Damit hatte er Recht. Der Krieg hatte alles verändert. Und zwar nicht zum Positiven. Zumindest konnte Saori dem Ganzen nichts Positives abgewinnen.

Es war ruhig in der Kutsche, während sie fuhren. Tabitha und Abisai waren genau hinter ihnen, sodass Auron sie im Blick behalten konnte.

Das Schweigen war Saori unangenehm. Aber etwas zu sagen traute sie sich auch nicht wirklich, weshalb sie mit Aaron in Gedanken sprach.

„Ich habe Angst", gestand sie ihm. Hoffentlich ging alles gut und Tabitha konnte ein glückliches Leben haben.

"Ich bin da und passe auf dich auf", versicherte Aaron ihr sanft und zog sie etwas an sich. Dabei beobachtete, wie auch Auron Yukiko streichelte.

Diese ließ in ihrer Hand kleine Schneeflocken tanzen, mit denen sie scheinbar spielte.

Schüchtern, aber auch neugierig warf Saori ihr einen Blick zu. Was waren die weißen Teile auf ihrer Hand?

Flocke für Flocke begannen diese eine kleine Knospe aus Schnee und Eis zu bilden.

Sie konnte ihren Blick davon nicht losreißen. „Was ist das?", fragte Saori plötzlich schüchtern.

"Es wird eine Eisblume", erklärte Yukiko ihr mit leiser Stimme, weil sie so hoffte, dass sie nicht zu abschreckend wirkte.

„Eis wie das aus dem Gefrierschrank?", fragte sie erstaunt. „Wie macht Ihr das, Mylady?", wollte sie wissen. Dabei beugte sie sich sogar ein Stück weit vor, um besser sehen zu können.

"Das ist meine Fähigkeit", sagte sie leise. "Ich kann alles einfrieren", erklärte sie. "Das hier", begann sie und eine Schneeflocke erschien in ihrer freien Hand, "ist ein gefrorener Tropfen Wasser aus der Luft."
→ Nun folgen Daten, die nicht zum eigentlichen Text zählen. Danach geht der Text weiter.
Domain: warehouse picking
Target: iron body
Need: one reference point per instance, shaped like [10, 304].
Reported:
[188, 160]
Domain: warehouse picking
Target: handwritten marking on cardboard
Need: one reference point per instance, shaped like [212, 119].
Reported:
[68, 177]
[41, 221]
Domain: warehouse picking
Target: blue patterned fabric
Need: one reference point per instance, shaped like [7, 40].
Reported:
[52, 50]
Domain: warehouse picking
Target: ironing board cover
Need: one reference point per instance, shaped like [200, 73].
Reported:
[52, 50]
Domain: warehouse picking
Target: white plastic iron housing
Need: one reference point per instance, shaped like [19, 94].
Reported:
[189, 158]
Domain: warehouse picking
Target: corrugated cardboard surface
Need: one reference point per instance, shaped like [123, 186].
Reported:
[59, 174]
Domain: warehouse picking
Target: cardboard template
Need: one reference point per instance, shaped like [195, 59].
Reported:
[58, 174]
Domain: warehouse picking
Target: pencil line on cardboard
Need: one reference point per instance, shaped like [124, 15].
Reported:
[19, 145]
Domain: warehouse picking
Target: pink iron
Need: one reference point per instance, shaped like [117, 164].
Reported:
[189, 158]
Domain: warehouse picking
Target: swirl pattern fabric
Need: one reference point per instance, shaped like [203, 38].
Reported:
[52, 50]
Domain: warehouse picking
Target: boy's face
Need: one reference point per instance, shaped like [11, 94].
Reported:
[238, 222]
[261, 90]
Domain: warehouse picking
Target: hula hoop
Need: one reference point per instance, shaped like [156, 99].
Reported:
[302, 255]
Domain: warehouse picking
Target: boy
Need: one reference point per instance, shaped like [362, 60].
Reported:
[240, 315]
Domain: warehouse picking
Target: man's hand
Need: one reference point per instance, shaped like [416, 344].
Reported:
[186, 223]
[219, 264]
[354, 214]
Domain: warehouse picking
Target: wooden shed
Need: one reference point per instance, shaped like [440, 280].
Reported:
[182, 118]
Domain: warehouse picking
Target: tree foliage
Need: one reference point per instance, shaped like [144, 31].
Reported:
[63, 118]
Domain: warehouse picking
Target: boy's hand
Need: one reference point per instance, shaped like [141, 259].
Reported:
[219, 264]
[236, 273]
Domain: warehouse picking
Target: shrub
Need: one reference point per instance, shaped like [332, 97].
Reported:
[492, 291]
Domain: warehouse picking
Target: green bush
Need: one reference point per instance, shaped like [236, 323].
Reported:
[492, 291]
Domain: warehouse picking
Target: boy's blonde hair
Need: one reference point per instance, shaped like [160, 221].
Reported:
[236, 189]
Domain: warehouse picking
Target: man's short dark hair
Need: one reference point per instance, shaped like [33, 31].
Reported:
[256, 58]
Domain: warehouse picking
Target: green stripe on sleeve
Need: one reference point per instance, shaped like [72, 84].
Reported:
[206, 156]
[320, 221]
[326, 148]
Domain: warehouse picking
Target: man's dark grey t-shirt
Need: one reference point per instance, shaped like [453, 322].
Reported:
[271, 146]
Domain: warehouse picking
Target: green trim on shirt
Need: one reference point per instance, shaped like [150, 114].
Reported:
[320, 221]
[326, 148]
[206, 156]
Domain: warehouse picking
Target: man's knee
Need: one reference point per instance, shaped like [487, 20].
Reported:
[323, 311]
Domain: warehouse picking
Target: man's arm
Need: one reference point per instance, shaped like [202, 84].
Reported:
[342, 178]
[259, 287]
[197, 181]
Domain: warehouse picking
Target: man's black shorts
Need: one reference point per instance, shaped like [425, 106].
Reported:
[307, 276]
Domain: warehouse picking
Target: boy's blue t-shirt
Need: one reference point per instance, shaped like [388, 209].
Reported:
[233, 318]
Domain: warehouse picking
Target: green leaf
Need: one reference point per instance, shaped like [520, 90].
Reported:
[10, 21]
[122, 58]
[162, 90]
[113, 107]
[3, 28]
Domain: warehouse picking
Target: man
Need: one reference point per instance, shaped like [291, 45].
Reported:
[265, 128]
„Wie schön sie aussieht", bemerkte Saori begeistert. Dieses Bild würde sich in ihr Gedächtnis brennen. Ein gutes Motiv für ein Bild war es. Da Yukiko so hübsch war, würde Saori sie gerne zusammen mit einer Schneeflocke malen.

"Jede Schneeflocke ist einzigartig", erklärte Yukiko ihr. "Keine sieht wie die andere aus und sie sind so winzig", schwärmte sie.

Das hatte es bei ihr nicht gegeben. Deshalb war es das erste Mal, dass sie so etwas sah. Doch damit hatte Yukiko ihr Interesse geweckt.

„Es tut mir leid, dass ich ... unfreundlich gewesen bin", sagte Saori entschuldigend. Ihre Worte waren mehr gehaucht als wirklich gesprochen.

"Ich weiß, dass ich durch meine kalte Art sehr ... abschreckend wirkte, Ihr müsst Euch nicht entschuldigen", versicherte sie und modellierte die Eisblume weiter.

Vorsichtig warf Saori Aaron einen fragenden Blick zu, ließ es aber dabei bleiben. „Wie lange dauert die Fahrt?", fragte sie ihn in Gedanken, während ihre Augen auf Yukikos Hand gerichtet war.